DynCorp argued that neither contractor EAST Inc. nor the National Police of Colombia, which provided pilots for planes that sprayed RoundUp onto crops, fell under a legal “master-servant” relationship, and therefore any tortious actions by those entities could not be held against DynCorp. But plaintiffs representing a 2,000-person class allegedly harmed by the chemicals said they offered plenty of evidence to the contrary for that question to be decided by the jury.
“Applying the joint employer doctrine in this case, there is no question, based on the evidence that has been and will be presented to the jury, that a reasonable jury could find that DynCorp was a joint employer of all of the spray pilots,” the plaintiffs’ motion said. “By its contracts with the State Department and EAST, DynCorp retained control or the right of control of all aspects of Plan Colombia.”
Plan Colombia, a broad joint effort by the U.S. and Colombia started in 1999 to combat drug trafficking and organized crime, included efforts to poison swaths of drug-producing farms through aerially delivered herbicides. DynCorp, EAST and the Colombian National Police fumigated tens of thousands of hectares of farmland each year, some of it bordering or in Ecuadorean territory. In 2001, the first of multiple lawsuits was filed against DynCorp for poisoning people and water in Ecuador, and after a series of consolidations and partial dismissal of some claims, a trial started April 3.
In Sunday’s motion, DynCorp said that for it to be liable for any damages prior to 2003, plaintiffs would have to prove DynCorp had “the right to control the conduct of the CNP and EAST.” EAST isn’t in a master-servant relationship with DynCorp because DynCorp doesn’t hire, train, pay or fire EAST pilots, control their conduct beyond establishing basic parameters of the mission or employ any spray pilots as a part of its business, the memorandum said.
“Plaintiffs lack the evidence to establish an agency relationship between DynCorp and either the CNP or EAST. Thus, even if plaintiffs could prove that spraying took place in Ecuador (or in the buffer when such a buffer was in place) and that the spray pilot acted with the requisite intent to support a claim of battery or reckless indifference and outrageous conduct required for intentional infliction of emotional distress, they cannot attribute that conduct to DynCorp,” the motion said.
DynCorp also said that plaintiffs cannot prevail on claims because they could not identify the type of spray plane they alleged caused their exposure.
But the plaintiffs struck at that argument, saying in their motion that DynCorp “dictated how pilots would be trained, set parameters of the spray missions, provided data and coordinates for specific missions and evaluated compliance with its parameters.” They said this information “is ‘more than sufficient’ to create a question of fact for a jury to determine as to whether DynCorp was a ‘joint employer’ of the pilots.”

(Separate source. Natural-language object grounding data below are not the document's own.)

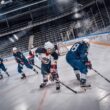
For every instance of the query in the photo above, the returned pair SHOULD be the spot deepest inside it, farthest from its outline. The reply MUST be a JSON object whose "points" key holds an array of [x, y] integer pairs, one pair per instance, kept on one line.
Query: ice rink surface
{"points": [[17, 94]]}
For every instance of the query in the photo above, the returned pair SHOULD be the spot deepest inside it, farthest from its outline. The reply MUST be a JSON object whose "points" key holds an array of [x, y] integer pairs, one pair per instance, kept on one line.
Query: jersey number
{"points": [[74, 48]]}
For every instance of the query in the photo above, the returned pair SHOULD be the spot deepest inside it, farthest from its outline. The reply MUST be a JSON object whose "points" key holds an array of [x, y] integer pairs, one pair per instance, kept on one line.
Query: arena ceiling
{"points": [[17, 15]]}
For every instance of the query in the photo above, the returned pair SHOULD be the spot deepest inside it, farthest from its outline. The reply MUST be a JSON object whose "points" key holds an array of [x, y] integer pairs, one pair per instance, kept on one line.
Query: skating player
{"points": [[77, 57], [3, 68], [21, 60], [48, 57], [31, 57]]}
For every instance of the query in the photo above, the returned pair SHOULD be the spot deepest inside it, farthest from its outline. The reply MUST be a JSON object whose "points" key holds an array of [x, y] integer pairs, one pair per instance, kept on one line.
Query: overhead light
{"points": [[15, 36], [77, 15], [3, 2], [63, 1]]}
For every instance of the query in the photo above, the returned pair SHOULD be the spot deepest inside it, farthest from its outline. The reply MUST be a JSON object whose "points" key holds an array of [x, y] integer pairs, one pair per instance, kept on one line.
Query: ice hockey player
{"points": [[48, 58], [21, 60], [31, 57], [77, 57], [3, 68]]}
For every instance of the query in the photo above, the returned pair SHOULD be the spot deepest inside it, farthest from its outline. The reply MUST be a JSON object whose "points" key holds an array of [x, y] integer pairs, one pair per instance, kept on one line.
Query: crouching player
{"points": [[21, 60], [48, 58], [77, 57]]}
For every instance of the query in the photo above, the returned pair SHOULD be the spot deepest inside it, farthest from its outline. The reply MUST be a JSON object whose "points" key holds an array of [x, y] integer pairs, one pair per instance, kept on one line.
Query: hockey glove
{"points": [[88, 64]]}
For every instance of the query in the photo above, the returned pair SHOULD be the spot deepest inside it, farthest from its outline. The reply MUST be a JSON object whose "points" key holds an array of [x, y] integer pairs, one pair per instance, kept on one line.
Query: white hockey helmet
{"points": [[86, 40], [48, 45], [14, 49]]}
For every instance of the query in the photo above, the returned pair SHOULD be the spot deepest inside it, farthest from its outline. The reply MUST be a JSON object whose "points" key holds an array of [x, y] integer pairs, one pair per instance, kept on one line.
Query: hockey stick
{"points": [[61, 83], [101, 75]]}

“This circuit recognizes ‘two largely overlapping articulations of the test for identifying joint employer status,’ and ‘in both cases the touchstone is control,’” the motion said. “Both tests emphasize that two or more independent entities can be ‘joint employers’ when it can be shown that both had the right to exercise control over the work of the employees.”
Terry Collingsworth of International Rights Advocates, attorney for the plaintiffs, described DynCorp’s introduction of this argument in the middle of a trial as “desperate.”

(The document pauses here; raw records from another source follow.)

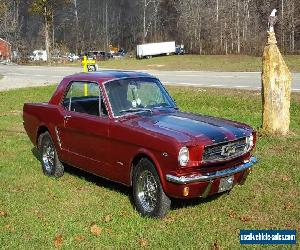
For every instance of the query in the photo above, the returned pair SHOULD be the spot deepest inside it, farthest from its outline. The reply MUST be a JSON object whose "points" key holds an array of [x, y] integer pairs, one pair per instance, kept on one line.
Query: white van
{"points": [[39, 55]]}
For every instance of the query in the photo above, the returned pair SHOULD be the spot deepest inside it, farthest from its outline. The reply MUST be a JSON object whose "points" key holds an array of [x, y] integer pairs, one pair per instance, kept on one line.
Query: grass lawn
{"points": [[195, 62], [41, 212]]}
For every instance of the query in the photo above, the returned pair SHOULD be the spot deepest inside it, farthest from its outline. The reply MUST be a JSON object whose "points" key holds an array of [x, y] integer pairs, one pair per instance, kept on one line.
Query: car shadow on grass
{"points": [[99, 181], [176, 204]]}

“I filed this case on Sept. 11, 2001. And we’re finally in trial, and at the very last minute, in the midst of a trial, they introduce the argument that they are not responsible for any of the pilots,” Collingsworth told Law360. “That’s an extraordinary position. They were clearly, literally running the program all this time.”
Collingsworth said the plaintiffs rested their case Monday, and the defense was expected to begin presenting its case Tuesday and wrap up late this week or early next.
After the long-running case received new life over the summer after an earlier partial dismissal, a federal judge in August partially granted DynCorp’s most recent request for summary judgment. But Judge Ellen Segal Huvelle also kept a number of claims in place, noting in her ruling that “defendants violated U.S. government policy by disobeying clear reprimands by the Department of State and spraying territory in Ecuador, where DynCorp’ s pilots had no legal right to conduct operations.”
Counsel for DynCorp did not respond Monday to requests for comment.
The plaintiffs are represented by Terry P. Collingsworth of International Rights Advocates and Theodore J. Leopold, Leslie M. Kroeger and Poorad Razavi of Cohen Milstein Sellers & Toll PLLC.
DynCorp is represented by Joe G. Hollingsworth, Eric G. Lasker, Buffy J. Mims and Gregory S. Chernack of Hollingsworth LLP.